The original eXpanded Nystagmus Acuity Function (NAFX),1 which was based on the Nystagmus Acuity Function (NAF),2 is a mathematically derived relationship that relates visual acuity to the attempts at foveation that occur within nystagmus waveforms, based on the duration and cycle-to-cycle stability of these foveation periods. In the original function, the foveation window was defined as the times at which the target was within ±0.5° of the fovea and not moving faster than ±4.0 deg/s with respect to it. However, there are many patients who could not meet these criteria, so their nystagmus could not be analyzed by the NAF, prompting the development of the NAFX, which allows for larger foveation windows (up to ±6° by ±10 deg/s) by varying τ, the foveation duration constant. The collection of τ for all combinations of position and velocity limits is called the “tau surface,” and is shown in Figure 18.1A. While the shape does, in general, appear to be regular, there are obvious irregularities in the surface, most notably along the lower position values (left side of Fig. 18.1A). This was a consequence of some of the data that were used to generate the original surface: the “pseudopendular with foveating saccades” (PPfs) waveform has two saccades per cycle,3 and as the position limit was increased, the slow phase following the braking saccade was included in the calculation, inadvertently increasing the measured foveation time.

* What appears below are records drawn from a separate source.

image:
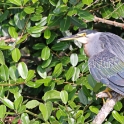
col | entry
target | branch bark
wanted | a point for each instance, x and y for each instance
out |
(114, 23)
(107, 107)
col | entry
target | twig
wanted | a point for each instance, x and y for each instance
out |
(117, 24)
(107, 107)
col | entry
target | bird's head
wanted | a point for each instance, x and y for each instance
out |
(82, 36)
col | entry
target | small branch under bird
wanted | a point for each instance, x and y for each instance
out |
(106, 57)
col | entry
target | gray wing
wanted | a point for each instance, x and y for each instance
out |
(107, 68)
(114, 43)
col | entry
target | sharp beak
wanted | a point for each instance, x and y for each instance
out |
(73, 37)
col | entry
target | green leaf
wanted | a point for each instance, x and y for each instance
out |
(35, 29)
(25, 118)
(57, 70)
(69, 73)
(76, 74)
(52, 37)
(47, 34)
(29, 10)
(41, 72)
(16, 2)
(118, 117)
(45, 54)
(51, 95)
(38, 46)
(77, 22)
(118, 106)
(30, 75)
(65, 1)
(82, 97)
(13, 72)
(23, 70)
(20, 23)
(2, 111)
(94, 109)
(65, 24)
(46, 109)
(64, 96)
(2, 60)
(18, 103)
(8, 103)
(60, 46)
(4, 72)
(16, 54)
(47, 62)
(32, 104)
(91, 81)
(74, 59)
(86, 15)
(87, 2)
(12, 32)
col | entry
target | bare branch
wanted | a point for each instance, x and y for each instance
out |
(107, 107)
(116, 24)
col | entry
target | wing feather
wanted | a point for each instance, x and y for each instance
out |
(108, 69)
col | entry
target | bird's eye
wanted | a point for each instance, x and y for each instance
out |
(81, 34)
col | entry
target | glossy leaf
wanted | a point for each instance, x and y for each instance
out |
(65, 1)
(69, 73)
(51, 39)
(47, 62)
(20, 23)
(16, 2)
(94, 109)
(91, 81)
(87, 2)
(64, 96)
(30, 75)
(8, 103)
(41, 72)
(13, 72)
(60, 46)
(4, 72)
(25, 118)
(82, 97)
(77, 22)
(118, 117)
(86, 15)
(47, 34)
(32, 104)
(51, 95)
(16, 54)
(57, 70)
(76, 74)
(46, 109)
(118, 106)
(74, 59)
(29, 10)
(45, 54)
(23, 70)
(35, 29)
(65, 24)
(2, 111)
(2, 60)
(18, 103)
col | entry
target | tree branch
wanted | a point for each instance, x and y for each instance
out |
(107, 107)
(116, 24)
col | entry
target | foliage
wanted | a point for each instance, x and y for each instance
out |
(41, 80)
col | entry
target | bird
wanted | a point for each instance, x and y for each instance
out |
(106, 57)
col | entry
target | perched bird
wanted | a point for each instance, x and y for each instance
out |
(106, 57)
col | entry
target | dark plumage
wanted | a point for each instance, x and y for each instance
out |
(106, 57)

As originally developed, the NAFX was applied only to nystagmus that occurred within one plane, as most infantile nystagmus is predominantly horizontal. However, there is no reason why the algorithm cannot be used to evaluate data in the vertical plane as well.

Furthermore, we propose that the NAFX should be suitable for analysis of multiplanar nystagmus waveforms as one operation, by first combining the separate horizontal and vertical components into a radial vector.

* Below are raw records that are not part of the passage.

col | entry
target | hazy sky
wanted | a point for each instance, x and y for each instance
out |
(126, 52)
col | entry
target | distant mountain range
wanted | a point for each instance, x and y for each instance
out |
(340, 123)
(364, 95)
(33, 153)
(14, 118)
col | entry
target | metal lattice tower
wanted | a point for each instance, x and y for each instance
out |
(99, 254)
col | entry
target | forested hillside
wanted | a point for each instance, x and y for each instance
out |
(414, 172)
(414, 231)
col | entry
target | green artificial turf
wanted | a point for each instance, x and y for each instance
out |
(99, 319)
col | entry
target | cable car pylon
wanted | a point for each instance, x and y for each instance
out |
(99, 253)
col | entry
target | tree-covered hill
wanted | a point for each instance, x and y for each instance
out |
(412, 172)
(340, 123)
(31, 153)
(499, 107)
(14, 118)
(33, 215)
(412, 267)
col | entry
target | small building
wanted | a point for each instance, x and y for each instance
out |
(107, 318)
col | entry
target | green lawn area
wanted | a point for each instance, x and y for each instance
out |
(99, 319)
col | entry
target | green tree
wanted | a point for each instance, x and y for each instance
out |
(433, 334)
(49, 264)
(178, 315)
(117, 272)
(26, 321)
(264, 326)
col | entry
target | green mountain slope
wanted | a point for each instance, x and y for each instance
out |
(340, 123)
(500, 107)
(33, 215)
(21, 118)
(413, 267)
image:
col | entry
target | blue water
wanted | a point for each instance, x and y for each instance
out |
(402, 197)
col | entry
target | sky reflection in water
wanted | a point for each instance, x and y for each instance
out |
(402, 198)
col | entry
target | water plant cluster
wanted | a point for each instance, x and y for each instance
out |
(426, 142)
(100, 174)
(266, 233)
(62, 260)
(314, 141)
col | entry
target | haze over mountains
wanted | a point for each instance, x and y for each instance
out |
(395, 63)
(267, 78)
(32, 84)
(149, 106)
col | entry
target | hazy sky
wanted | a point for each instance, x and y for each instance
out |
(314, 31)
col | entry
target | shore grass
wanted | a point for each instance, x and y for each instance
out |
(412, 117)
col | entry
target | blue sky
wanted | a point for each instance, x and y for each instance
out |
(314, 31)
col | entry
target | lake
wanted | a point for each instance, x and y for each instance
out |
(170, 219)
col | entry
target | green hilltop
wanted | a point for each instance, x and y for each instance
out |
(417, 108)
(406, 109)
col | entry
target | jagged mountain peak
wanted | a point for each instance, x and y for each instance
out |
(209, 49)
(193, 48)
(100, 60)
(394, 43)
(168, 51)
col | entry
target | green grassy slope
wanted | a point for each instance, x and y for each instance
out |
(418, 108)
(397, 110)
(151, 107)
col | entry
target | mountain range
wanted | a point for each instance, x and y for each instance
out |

Finally, as the NAFX is intended for use by clinicians as well as researchers, it must have a userfriendly interface while retaining the ability to allow deeper investigation of the data being analyzed.

METHODS

Rather than discarding the existing flawed tau surface and calculating a replacement using new data, we elected to reconstruct it by modifying its outlying values. To do this, we took each curve of fixed

velocity at each position limit and performed a double exponential fit (using the MATLAB curve-fitting toolbox [MathWorks, Natick, MA]) of the form a × exp (b × x) + c × exp (d × x) to the non-outlier points, with the resulting curves having r2 values of no less than 0.95. We defined the “velocity= 4 deg/s” border to be a constant, τ = 33.3 milliseconds, the original value from the NAF, and in close agreement with the fit of the tau surface data. We also defined the “position = 6°” line to be linear with the endpoints set by the fit to the endpoint of the “velocity = 10 deg/s” curve and the 33.3 milliseconds from the aforementioned 4 deg/s border and applied small shifts to align the previously fitted curves to this border. Finally, we fit all the original points along the “position = 0.5°” border with a simple polynomial, yielding an r2 value of 0.98 (Fig.18.1B).